I’ve almost forgotten how important it once was to me to be Italian, to be perceived as being Italian, to be part of that group. After all, the first place I sought out when I moved to Toronto was Little Italy. The first recipes I tried to master were tomato sauce and lasagna and tiramisu. For a long time, Italian was more a part of my identity than American was.
And yet I learned, soon after moving to France, that as expats, our secondary identities take a tertiary place. We’re expats, then Americans. Then you can be something else, if you want to. I kind of stopped wanting to, but I don’t know why.
At another hotel on the same day, a manager discovered I was American — through my petit accent, though he first assumed I was German. He told me there was an American intelligentsia who liked France and asked me if I had read any Carson McCullers, printed the page for me off of Wikipedia so that I could look up the works. He told me that he never had any people of color in his hotel, though he sometimes got “Mexicans from California.” Before I even had time to be shocked, he told me that racism wasn’t alive in America, but it was present. When I tried to discuss it with him, I was rebuffed; he had met a lot of Americans, you see. He knew how it was. I folded the Wikipedia page and stuck it in my pocket. I still haven’t decided if I’m going to take him up on his suggestion.

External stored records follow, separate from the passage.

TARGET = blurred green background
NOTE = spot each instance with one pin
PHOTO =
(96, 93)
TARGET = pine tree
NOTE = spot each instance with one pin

All this to say, the strange, little part-time jobs are back. In fact, the strange, little part-time jobs are my full-time job now. I’m my own boss for the first time since… maybe the first time ever. I’m not a student. I’m not living at home. I’m not waiting to hear back on a full-time position, or consulting, or doing anything except exactly what I want to. Writing. Translating. And doing occasional strange little jobs, because without the strange little jobs, I wouldn’t have all that much to write about.
I’ve never been so excited to go to work.
Sausage Baguette (adapted from Lady and Pups)
1 baguette
2 herbed sausages (I used Toulouse sausage, but Italian sausage would be great)
1 400 g can of whole tomatoes
1 onion, chopped
2 cloves of garlic, minced
1 pinch red chili flakes
1 tsp. soy sauce
4 ounces mozzarella cheese
Cut the baguette into four sections, or if you have an American sized oven, keep it whole. Cut through the baguette from the top, lengthwise, leaving about an inch in tact at either end of the baguette. You’re going to be stuffing it from the top, and you don’t want the stuffing to leak out the sides.
Remove the sausages from their casings. Heat a large pot and add the sausages, breaking them up with a wooden spoon. Cook until nice and browned, then remove, leaving behind the fat. Reserve the sausage.
Add the onion. Sauté for 5-7 minutes, until translucent and slightly browned. Add the garlic and sauté for 1 minute. Add the tomatoes and chili flakes. Cook for about 20 minutes, stirring occasionally. Add the soy sauce and remove the pot from the heat.
Use an immersion blender to blend the sauce. Add the sausage back to the pot.
Preheat the oven to 400 degrees.
Place the baguettes on an aluminum-lined baking sheet. Spoon the sauce into the baguettes. Slice the cheese and distribute over the top. Bake until the cheese is browned and bubbly. Serve.
The pictures make this baguette look SO GOOD. So simple, and such a fun way to eat these ingredients. And lol at the American sized oven comment 🙂
I love your insight about strange little jobs! They are a great way to see another side of Paris. I am definitely going to make the baguette!